- Born: Vsevolod Zinoviiovych Nestaiko 30 January 1930 Berdychiv, Ukrainian SSR, Soviet Union
- Died: 16 August 2014 (aged 84) Kyiv, Ukraine
- Occupation: Author of children's books

= Vsevolod Nestayko =

Ukrainian children's writer (1930–2014)

Vsevolod Zinoviiovych Nestaiko or Nestayko (Всеволод Зіновійович Нестайко; 30 January 1930 – 16 August 2014) was a modern Ukrainian children's writer. In Ukraine he is considered the country's best-known and best loved Ukrainian children’s literature writer.

==Biography==
During World War I Nestayko's parents were on opposite sides of the front. His father was a Sich Rifleman of the Austro-Hungarian army, and later a member of the Ukrainian Galician Army; his mother was a teacher of Russian literature and nurse in the Russian Imperial Army. In 1933 his father was killed by the NKVD. To escape the Holodomor famine Nestayko and his mother moved to Kyiv where her sister lived. After that time Nestayko lived and worked in Kyiv.

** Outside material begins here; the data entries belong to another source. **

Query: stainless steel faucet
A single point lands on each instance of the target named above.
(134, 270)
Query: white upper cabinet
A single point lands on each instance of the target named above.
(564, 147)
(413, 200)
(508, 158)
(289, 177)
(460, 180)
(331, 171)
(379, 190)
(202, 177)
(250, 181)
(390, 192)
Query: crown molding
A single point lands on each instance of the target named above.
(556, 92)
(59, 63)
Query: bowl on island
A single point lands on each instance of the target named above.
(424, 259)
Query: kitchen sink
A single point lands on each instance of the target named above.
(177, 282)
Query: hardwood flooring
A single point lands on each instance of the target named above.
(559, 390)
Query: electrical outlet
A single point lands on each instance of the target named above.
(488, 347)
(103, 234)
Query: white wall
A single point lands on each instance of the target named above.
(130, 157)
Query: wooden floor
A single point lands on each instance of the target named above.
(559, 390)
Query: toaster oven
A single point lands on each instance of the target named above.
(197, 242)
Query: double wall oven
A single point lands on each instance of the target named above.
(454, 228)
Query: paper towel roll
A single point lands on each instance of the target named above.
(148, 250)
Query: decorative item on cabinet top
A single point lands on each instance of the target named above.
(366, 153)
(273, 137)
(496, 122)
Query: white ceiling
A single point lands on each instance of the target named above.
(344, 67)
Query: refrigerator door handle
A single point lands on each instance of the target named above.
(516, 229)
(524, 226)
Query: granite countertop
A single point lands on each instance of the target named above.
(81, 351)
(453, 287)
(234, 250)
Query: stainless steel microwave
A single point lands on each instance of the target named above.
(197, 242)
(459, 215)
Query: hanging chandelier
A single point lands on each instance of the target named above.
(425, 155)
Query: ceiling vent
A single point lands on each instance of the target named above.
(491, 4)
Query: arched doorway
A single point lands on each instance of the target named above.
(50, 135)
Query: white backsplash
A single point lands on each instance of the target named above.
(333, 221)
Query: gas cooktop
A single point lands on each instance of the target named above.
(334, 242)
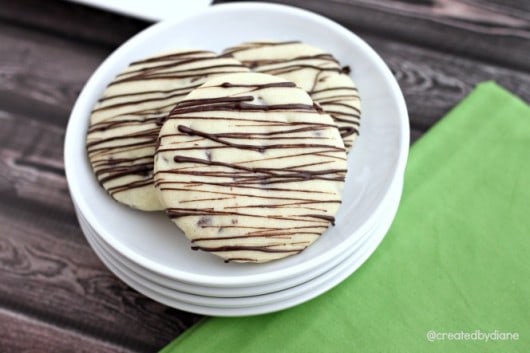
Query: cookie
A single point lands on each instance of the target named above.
(312, 69)
(125, 122)
(249, 168)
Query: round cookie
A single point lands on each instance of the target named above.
(249, 168)
(312, 69)
(125, 122)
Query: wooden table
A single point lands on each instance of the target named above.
(55, 294)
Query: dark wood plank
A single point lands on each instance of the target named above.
(48, 271)
(71, 20)
(434, 82)
(52, 286)
(490, 31)
(25, 334)
(41, 75)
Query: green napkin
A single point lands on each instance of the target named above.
(455, 265)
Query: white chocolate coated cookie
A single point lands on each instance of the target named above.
(125, 122)
(312, 69)
(249, 169)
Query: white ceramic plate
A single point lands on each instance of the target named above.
(258, 304)
(229, 292)
(152, 241)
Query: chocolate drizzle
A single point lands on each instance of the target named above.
(336, 99)
(125, 123)
(271, 202)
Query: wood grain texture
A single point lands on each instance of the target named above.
(48, 271)
(55, 295)
(474, 29)
(25, 334)
(69, 20)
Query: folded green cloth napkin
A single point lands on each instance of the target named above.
(453, 273)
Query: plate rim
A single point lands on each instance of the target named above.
(254, 279)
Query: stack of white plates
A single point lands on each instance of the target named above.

In 1947 Nestayko entered the Faculty of Philology of the Taras Shevchenko National University of Kyiv, from which he graduated in 1952. He then worked in the magazine "Dnipro", "Periwinkle" and "Youth". From 1956 to 1987 Nestayko was the editor in charge of children's literature magazine "Rainbow". Nestayko's first book “Shurka & Shurko” was published in 1956. From then till his death circa 30 of his stories, fairy tales, novels and plays were published. His books have been translated into twenty languages throughout the world, including English, German, French, Spanish, Russian, Arabic, Bengali, Hungarian, Romanian, Bulgarian, and Slovak. The adaptation of Nestayko's Toreadors from Vasyukivka won a Grand-prix at the International Festival in Munich in 1968 and the main prize in Sydney in 1969. The Fraud ”F” adaptation was awarded at the All-Soviet Union Film Festival in Kyiv in 1984 and at the Gabrovo Film Festival in Bulgaria (1985). Nestayko's works are included in school curricula in Ukraine.

In 2010 Viktor Yushchenko awarded him an order of Prince Yaroslav the Wise of fifth class.

On 30 January 2015 Google celebrated his 85th birthday with a Google Doodle.